5.3. Root Colonization

AMF root colonization was not measured quantitatively. However, for each weed species six random samples that were taken from the treatments with Glomus and Rhizoglomus species (intensive root colonizing species) gave the proof that AMF were present in the roots, i.e., the inoculation was successful. To check whether roots were colonized with AMF, roots were stained with trypan blue according to the method of Koske and Gemma [47]. For this purpose, roots were washed, cut into small pieces, cleared with 10% KOH and stained with 0.05% trypan blue in lactoglycerol. Stained roots were placed on slides and inspected under the microscope.

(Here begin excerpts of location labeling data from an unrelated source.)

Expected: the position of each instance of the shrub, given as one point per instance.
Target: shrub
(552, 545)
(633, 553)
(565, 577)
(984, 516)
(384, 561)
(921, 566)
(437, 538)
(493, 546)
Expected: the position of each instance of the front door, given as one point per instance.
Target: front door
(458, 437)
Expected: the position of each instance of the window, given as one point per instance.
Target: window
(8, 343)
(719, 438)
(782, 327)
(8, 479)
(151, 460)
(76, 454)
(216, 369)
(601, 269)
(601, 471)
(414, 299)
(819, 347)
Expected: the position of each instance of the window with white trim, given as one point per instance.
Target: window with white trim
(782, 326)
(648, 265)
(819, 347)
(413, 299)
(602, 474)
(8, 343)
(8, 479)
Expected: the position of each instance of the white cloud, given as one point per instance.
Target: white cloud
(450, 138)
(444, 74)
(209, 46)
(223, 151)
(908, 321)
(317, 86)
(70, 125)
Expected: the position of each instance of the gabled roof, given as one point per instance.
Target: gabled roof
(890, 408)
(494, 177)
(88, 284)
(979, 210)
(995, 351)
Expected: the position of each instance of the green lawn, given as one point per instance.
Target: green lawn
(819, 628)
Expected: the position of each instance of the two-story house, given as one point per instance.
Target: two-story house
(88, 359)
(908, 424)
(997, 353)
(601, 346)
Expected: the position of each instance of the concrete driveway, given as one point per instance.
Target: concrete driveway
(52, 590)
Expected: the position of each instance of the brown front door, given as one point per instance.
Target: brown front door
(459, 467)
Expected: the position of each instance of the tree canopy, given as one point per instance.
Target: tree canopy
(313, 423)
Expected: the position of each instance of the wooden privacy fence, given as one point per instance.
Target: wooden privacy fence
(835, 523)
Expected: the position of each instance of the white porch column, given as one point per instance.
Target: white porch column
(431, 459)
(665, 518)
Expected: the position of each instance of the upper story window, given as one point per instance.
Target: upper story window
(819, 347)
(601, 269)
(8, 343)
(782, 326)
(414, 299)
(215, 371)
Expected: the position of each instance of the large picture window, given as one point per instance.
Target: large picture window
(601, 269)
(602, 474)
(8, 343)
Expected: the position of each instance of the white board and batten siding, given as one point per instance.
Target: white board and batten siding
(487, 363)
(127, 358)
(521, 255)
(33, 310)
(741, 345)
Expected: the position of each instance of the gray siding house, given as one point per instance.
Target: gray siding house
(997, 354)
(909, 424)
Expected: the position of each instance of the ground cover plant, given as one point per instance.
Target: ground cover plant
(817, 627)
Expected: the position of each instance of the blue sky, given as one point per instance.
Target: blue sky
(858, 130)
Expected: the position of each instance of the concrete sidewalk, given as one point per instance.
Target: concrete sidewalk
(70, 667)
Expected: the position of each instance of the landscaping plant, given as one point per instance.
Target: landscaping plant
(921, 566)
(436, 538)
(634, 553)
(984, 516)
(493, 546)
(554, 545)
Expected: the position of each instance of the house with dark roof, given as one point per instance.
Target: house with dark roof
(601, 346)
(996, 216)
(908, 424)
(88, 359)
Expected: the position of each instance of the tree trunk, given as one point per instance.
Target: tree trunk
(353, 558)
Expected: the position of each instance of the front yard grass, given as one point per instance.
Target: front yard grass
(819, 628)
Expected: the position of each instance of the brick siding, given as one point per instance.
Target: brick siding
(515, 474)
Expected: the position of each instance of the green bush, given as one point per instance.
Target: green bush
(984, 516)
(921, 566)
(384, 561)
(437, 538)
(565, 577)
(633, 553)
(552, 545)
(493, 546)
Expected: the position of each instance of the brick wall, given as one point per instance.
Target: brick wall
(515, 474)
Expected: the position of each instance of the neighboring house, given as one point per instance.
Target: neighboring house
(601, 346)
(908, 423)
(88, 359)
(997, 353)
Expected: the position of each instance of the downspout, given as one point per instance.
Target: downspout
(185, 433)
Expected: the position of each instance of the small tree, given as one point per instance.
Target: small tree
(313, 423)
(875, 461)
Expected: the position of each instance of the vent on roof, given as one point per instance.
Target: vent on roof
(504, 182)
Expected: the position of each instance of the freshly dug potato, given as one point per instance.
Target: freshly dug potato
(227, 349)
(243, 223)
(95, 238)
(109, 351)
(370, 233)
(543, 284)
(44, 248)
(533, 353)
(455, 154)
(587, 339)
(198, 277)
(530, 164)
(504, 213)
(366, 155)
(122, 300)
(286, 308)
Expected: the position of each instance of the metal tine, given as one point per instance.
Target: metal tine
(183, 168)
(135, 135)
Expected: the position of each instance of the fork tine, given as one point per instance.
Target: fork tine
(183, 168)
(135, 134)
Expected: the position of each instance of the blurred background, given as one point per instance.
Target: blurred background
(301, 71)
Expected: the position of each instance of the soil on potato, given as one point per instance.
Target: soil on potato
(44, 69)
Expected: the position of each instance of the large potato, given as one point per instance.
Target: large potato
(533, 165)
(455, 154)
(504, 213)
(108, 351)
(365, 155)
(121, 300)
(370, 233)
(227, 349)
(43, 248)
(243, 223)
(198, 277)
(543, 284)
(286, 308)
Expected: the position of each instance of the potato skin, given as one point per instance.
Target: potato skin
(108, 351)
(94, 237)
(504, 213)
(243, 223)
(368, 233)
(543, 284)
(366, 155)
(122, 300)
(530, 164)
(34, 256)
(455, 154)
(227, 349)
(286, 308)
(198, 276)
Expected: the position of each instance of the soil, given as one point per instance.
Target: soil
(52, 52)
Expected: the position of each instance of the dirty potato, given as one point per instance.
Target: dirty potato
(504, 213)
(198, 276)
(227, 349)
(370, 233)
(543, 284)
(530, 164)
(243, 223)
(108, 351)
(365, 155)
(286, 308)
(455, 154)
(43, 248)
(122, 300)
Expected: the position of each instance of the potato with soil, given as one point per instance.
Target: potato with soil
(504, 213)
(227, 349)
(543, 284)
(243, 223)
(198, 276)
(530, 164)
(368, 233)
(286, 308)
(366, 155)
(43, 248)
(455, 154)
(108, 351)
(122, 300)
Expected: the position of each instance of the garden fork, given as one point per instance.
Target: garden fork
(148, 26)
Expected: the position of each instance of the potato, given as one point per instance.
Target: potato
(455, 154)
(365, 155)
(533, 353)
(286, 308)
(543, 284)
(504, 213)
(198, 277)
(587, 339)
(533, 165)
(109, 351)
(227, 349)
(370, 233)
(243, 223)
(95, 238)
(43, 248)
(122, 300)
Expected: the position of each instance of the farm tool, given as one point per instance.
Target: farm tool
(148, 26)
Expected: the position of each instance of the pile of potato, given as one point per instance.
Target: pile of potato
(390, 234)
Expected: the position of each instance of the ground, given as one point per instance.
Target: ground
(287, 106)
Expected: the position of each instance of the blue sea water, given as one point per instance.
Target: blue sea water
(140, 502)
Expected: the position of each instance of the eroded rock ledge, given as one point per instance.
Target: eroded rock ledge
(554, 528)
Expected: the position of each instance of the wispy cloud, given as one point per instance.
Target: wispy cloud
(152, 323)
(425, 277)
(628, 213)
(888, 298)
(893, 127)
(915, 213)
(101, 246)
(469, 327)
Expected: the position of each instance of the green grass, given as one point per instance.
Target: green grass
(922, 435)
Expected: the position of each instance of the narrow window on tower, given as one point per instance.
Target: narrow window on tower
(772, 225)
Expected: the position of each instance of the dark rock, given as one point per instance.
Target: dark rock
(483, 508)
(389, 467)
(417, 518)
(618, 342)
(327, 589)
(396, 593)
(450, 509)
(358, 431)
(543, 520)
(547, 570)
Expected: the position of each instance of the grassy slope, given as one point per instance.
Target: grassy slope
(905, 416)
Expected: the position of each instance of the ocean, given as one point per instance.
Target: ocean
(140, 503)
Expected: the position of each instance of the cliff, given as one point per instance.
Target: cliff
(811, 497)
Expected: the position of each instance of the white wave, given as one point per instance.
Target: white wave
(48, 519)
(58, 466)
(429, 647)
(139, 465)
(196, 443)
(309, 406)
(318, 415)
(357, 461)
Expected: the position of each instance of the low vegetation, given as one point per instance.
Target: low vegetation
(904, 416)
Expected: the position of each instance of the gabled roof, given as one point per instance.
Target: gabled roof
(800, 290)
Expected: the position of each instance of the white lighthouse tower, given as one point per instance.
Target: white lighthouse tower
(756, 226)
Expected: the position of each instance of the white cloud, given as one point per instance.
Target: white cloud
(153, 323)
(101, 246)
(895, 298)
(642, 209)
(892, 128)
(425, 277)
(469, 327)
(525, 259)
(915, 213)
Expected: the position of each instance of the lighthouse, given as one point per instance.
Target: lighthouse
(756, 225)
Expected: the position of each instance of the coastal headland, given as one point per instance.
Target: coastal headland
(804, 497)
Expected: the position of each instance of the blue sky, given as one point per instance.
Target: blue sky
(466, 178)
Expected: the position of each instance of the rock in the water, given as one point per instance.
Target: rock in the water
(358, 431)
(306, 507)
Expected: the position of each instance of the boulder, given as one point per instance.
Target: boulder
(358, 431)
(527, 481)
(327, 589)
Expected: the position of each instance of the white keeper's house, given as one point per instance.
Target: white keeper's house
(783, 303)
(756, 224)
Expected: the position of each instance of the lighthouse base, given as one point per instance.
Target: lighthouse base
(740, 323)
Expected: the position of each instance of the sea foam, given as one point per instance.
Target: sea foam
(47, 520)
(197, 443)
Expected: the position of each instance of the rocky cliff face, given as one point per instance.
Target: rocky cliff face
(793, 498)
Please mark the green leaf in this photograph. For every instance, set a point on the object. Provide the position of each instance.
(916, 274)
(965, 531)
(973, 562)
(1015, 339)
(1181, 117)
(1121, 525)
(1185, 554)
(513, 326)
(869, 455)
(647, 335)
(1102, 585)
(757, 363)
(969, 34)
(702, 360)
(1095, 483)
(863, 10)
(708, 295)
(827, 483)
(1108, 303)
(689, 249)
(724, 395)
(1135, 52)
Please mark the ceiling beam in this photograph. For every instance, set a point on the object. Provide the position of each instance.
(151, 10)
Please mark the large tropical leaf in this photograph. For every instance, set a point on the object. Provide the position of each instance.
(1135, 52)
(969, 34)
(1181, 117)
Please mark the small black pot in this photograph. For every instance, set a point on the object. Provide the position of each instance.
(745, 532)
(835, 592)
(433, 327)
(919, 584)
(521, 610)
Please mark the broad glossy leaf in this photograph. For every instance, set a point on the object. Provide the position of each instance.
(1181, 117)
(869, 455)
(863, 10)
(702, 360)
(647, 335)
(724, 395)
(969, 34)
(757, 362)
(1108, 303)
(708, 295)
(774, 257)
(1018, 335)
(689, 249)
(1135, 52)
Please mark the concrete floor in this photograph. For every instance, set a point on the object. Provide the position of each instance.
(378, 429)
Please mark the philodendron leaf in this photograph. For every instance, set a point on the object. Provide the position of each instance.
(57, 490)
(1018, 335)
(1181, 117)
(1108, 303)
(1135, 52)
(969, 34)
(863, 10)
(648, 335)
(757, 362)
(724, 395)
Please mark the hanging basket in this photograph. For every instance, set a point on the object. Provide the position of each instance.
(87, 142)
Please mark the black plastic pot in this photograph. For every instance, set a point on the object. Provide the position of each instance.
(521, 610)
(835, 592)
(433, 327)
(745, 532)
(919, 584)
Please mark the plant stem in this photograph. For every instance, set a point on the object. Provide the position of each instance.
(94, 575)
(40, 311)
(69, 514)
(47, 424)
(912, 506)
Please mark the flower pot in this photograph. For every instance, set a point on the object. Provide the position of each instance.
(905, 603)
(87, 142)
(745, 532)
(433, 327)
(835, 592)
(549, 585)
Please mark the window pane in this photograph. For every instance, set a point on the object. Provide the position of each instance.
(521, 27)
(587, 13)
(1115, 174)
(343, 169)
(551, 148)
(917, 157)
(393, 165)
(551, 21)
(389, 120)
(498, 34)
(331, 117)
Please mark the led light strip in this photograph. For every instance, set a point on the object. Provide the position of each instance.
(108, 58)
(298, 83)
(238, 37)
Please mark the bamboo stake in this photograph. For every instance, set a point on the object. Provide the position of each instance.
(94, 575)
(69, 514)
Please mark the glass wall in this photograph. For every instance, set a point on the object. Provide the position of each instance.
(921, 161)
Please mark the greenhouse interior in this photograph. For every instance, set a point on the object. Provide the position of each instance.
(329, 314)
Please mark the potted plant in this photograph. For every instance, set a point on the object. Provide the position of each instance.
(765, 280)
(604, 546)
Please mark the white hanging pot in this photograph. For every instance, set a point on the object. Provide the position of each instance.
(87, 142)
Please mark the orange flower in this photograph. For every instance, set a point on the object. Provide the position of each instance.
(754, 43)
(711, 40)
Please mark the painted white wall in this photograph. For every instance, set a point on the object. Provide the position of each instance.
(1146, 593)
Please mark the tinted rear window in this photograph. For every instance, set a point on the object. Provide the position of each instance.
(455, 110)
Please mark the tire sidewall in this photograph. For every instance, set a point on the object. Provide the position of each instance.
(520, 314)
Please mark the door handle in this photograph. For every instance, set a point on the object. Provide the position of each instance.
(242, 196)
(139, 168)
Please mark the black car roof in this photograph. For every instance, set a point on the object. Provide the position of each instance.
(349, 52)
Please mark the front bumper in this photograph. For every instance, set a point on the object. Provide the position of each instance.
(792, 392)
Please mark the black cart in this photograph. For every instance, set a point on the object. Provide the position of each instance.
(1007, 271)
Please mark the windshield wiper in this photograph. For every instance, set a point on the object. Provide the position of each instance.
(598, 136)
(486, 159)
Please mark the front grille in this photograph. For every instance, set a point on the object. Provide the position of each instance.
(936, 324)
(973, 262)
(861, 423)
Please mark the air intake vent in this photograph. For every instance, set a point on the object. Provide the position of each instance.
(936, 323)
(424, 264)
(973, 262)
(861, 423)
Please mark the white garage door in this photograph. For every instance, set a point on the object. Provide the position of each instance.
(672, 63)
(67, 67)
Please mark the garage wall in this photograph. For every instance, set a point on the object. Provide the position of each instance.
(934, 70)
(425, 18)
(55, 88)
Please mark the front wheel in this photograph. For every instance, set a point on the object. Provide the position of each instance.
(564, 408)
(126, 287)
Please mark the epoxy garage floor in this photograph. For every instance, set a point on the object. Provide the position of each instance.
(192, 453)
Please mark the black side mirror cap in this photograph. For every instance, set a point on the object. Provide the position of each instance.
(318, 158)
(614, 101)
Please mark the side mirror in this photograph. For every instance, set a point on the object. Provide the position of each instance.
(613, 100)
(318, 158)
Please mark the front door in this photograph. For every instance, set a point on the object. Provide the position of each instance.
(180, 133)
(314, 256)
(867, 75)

In another study with leek plants, all treatments were checked for root colonization [21]. The isolates that were used in the present experiment are from the same batch, so we can be sure that the spores were vital.

5.4. Statistical Analyses

Mycorrhizal dependency was calculated according to Plenchette, et al. [48]:

$$\mathrm{mycorrhizal}\mathrm{dependency}(\%)=\frac{\mathrm{biomass}\mathrm{mycorrhizal}\mathrm{plant}-\mathrm{biomass}\mathrm{control}}{\mathrm{biomass}\mathrm{mycorrhizal}\mathrm{plant}}\times 100$$

For each weed species, the effect of an inoculation with different AMF isolates on weed biomass was analyzed using the non-parametric Kruskal–Wallis rank sum test, as data showed no normal distribution of residuals and no homogeneity of variances. For post-hoc comparisons, Conover’s test for all-pairs comparisons was applied. In order to correct for multiple testing, p-values were adjusted according to the Benjamini–Hochberg procedure. All significance levels were set at p < 0.05. Figures show estimates of the means and error bars for the standard deviations. The statistical analyses and graphs were carried out with the software R 4.0.5 [49] using the packages stats, graphics and PMCMRplus [50].